Every day, millions of Americans plug appliances into the wall, turn on light switches, and install new fixtures. While electrical wiring today is safer than it has been, using electricity is not without risk. To avoid injury or house fire, here are a few tips for electrical safety in the home.
Signs of Electrical Problems in the Home
Prevention is key to avoiding a house fire. Talk to family members about electrical safety, so everyone in your house understands common warning signs. Some indications of an issue with the wiring or an electrical device are listed below:
- Blowing fuses regularly or blowing the same fuse multiple times
- Discolored outlets
- Warm outlets and switches (besides dimmer switches)
- Buzzing sounds from outlets or light switches
- Flickering lights
- Burning smells or strange odors near outlets
Call an electrician to troubleshoot the issue and make repairs if you notice any of the above signs.

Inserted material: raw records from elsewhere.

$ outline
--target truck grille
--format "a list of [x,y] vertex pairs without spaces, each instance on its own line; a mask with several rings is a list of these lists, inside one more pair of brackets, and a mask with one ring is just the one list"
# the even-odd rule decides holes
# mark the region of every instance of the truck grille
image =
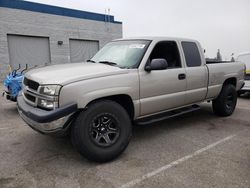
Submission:
[[24,77],[23,79],[24,100],[33,106],[37,106],[39,86],[40,86],[39,83]]
[[37,91],[38,87],[39,87],[39,83],[33,81],[33,80],[29,80],[28,78],[24,78],[23,80],[23,84],[28,86],[30,89],[33,89],[35,91]]
[[29,100],[29,101],[31,101],[31,102],[33,102],[33,103],[36,102],[36,97],[34,97],[34,96],[32,96],[32,95],[30,95],[30,94],[28,94],[28,93],[24,93],[24,96],[25,96],[25,98],[26,98],[27,100]]

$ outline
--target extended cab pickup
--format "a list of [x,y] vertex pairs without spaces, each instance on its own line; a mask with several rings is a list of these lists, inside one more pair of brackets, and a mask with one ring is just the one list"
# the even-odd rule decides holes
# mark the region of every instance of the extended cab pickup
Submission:
[[231,115],[244,72],[243,63],[206,64],[195,40],[120,39],[86,63],[26,73],[18,110],[34,130],[69,132],[82,155],[105,162],[127,147],[133,123],[180,115],[210,100],[215,114]]

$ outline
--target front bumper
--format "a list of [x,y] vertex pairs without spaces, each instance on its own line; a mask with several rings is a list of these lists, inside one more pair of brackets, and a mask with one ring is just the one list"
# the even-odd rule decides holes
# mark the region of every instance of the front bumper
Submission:
[[17,98],[17,106],[21,118],[31,128],[43,134],[65,133],[77,111],[75,103],[52,111],[42,110],[27,104],[21,95]]

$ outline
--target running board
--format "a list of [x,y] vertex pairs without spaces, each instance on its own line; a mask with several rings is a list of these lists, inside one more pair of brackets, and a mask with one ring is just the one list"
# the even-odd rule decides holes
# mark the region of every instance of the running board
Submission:
[[181,108],[181,109],[177,109],[177,110],[172,110],[172,111],[168,111],[168,112],[164,112],[161,114],[157,114],[157,115],[152,115],[149,117],[145,117],[142,119],[138,119],[135,121],[135,123],[137,125],[147,125],[147,124],[152,124],[152,123],[156,123],[158,121],[163,121],[169,118],[173,118],[176,116],[180,116],[189,112],[193,112],[196,110],[199,110],[200,106],[199,105],[192,105],[189,107],[185,107],[185,108]]

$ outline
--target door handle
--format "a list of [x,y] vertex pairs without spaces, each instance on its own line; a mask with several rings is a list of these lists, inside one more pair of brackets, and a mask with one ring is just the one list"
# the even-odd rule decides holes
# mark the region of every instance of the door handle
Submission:
[[184,80],[186,78],[186,74],[179,74],[178,79],[179,80]]

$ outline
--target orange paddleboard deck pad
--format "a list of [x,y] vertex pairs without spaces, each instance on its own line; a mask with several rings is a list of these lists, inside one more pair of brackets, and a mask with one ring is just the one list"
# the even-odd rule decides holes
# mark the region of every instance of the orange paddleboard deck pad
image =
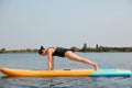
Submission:
[[10,77],[130,77],[132,72],[120,68],[94,69],[54,69],[54,70],[29,70],[0,68],[0,72]]

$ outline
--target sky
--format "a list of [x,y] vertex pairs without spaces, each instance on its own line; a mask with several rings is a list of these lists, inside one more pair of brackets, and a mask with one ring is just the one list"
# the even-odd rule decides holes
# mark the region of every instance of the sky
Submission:
[[132,46],[132,0],[0,0],[0,48]]

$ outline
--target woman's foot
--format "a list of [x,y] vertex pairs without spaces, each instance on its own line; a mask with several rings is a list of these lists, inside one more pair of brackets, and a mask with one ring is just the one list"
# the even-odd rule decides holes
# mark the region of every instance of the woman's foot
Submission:
[[95,70],[98,70],[98,69],[99,69],[97,63],[92,64],[92,66],[94,66],[94,69],[95,69]]

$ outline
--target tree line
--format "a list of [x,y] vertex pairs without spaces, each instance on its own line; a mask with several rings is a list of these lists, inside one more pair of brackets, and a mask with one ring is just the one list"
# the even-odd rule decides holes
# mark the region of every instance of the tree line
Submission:
[[[62,47],[63,48],[63,47]],[[109,46],[99,46],[96,44],[95,47],[88,47],[84,43],[81,48],[76,46],[70,47],[69,50],[75,52],[132,52],[132,47],[109,47]],[[6,50],[4,47],[0,50],[0,53],[37,53],[38,48],[26,48],[26,50]]]

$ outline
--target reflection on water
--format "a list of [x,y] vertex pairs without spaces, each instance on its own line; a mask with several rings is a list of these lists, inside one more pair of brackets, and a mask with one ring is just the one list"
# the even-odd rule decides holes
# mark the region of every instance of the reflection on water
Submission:
[[[129,68],[132,53],[77,53],[99,63],[101,68]],[[37,54],[0,54],[0,67],[46,69],[46,57]],[[88,65],[56,57],[55,68],[90,68]],[[132,77],[6,77],[0,74],[0,88],[132,88]]]

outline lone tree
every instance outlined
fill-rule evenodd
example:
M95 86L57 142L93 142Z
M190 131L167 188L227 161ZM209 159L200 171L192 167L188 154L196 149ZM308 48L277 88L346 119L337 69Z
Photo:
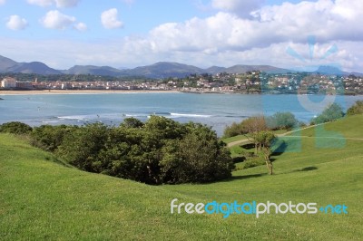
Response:
M241 129L246 133L247 139L255 144L255 153L261 150L261 142L259 133L267 131L269 128L266 125L264 116L253 116L244 120L241 123Z
M266 166L269 169L270 175L272 175L272 162L270 156L272 154L271 144L275 139L275 135L271 131L260 131L259 133L259 141L262 146L263 157L265 159Z

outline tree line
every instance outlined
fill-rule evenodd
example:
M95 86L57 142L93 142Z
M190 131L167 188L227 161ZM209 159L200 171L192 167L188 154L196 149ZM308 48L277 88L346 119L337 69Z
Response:
M128 118L117 127L9 122L0 131L26 134L34 146L82 170L152 185L216 181L234 169L229 149L210 127L160 116L146 122Z

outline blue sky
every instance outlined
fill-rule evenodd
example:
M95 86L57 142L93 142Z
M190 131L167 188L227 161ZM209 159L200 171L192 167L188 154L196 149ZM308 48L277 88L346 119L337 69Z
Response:
M361 0L0 0L0 55L56 69L171 61L363 72L362 9Z

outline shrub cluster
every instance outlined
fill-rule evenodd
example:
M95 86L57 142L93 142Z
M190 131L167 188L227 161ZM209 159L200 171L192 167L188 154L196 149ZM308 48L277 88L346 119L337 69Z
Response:
M358 115L363 114L363 101L357 101L354 105L352 105L347 111L347 115Z
M19 121L7 122L0 125L0 132L16 135L28 134L32 130L33 128L31 126Z
M252 116L240 123L233 122L224 129L223 137L234 137L247 133L271 130L291 130L301 123L290 112L277 112L272 116Z
M231 177L230 151L210 127L152 116L102 123L34 128L34 146L80 169L147 184L210 182Z
M332 103L328 105L319 116L313 118L310 124L320 124L325 122L333 121L344 116L343 108L337 104Z

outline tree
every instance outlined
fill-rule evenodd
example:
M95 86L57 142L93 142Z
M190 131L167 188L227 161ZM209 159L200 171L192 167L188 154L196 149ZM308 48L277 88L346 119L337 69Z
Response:
M347 111L347 115L358 115L363 113L363 101L357 101L354 105L352 105Z
M254 116L244 120L241 123L243 133L255 144L255 153L260 150L260 132L266 131L269 128L266 125L264 116Z
M0 132L6 132L12 134L29 134L33 128L27 124L13 121L0 125Z
M270 160L270 156L272 154L271 143L276 137L271 131L261 131L260 132L260 141L263 147L263 155L266 166L269 169L270 175L272 175L273 167L272 167L272 162Z

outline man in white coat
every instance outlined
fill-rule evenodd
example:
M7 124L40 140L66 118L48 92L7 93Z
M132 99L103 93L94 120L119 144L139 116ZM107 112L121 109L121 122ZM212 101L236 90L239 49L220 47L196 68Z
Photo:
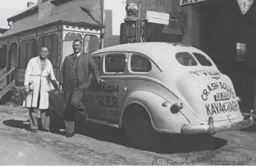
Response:
M58 87L52 63L47 59L48 55L48 47L42 46L39 56L30 60L25 74L24 86L30 93L23 102L23 107L30 110L30 129L33 132L38 132L37 115L39 111L43 129L49 131L48 92Z

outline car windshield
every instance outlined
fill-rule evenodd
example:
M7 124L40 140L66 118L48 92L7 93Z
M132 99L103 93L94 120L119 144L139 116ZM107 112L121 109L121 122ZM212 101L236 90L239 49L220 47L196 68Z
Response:
M178 52L176 55L176 58L178 61L178 62L185 66L192 66L192 65L197 65L197 62L194 60L194 57L190 54L189 52Z
M195 56L197 61L200 63L201 65L212 66L213 64L211 61L207 59L207 57L200 53L193 52L193 55Z

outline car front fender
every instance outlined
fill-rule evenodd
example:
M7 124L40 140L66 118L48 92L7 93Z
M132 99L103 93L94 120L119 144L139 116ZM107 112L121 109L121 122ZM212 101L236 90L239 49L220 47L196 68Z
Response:
M169 101L170 105L163 105L167 101L165 98L154 92L148 90L137 90L130 92L125 100L119 125L121 127L121 121L126 111L129 111L129 105L139 105L149 114L153 128L161 132L181 133L181 129L188 120L180 111L173 114L170 110L172 104L178 101Z

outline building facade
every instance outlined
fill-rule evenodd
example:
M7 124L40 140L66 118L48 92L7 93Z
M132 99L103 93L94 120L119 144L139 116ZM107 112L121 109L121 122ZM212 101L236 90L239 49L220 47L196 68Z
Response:
M149 41L176 42L203 50L232 79L242 108L255 108L255 2L244 13L236 0L127 0L130 2L140 2L140 19L149 23Z

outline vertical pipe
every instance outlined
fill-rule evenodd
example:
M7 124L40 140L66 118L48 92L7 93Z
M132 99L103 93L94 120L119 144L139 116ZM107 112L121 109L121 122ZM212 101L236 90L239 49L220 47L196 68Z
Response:
M105 34L105 7L104 0L100 0L101 16L102 16L102 28L100 33L100 48L104 47L104 34Z
M141 15L141 0L139 0L139 19L140 19L140 15Z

Use One Outlet for Each Appliance to Boost Electrical Safety
Major appliances, like the washing machine and dishwasher, use a lot of electricity. Unfortunately, this can lead to blown fuses and fire hazards. Never plug a major appliance into a power strip or extension cord. Plug each appliance into a designated, grounded outlet. If you do not have enough outlets in your home, call an electrician to have more installed.
Hire an Electrician
Instead of installing a light fixture or new electrical outlet on your own, call an electrician. Trained professionals understand electrical safety and will be able to spot problems and make repairs. The minor savings you experience by DIY-ing an electrical installation might result in personal injury or property damage.
Childproof Outlets to Improve Electrical Safety in the Home
Children are naturally curious and want to explore everything in the home, including electrical outlets. Protect the outlets with plastic covers so your children cannot stick toys, silverware, or their fingers in the slots. Pay attention to the location of appliance and electrical device cords and keep them out of reach of children. Run cords behind furniture and rearrange the room, so furniture covers electrical outlets.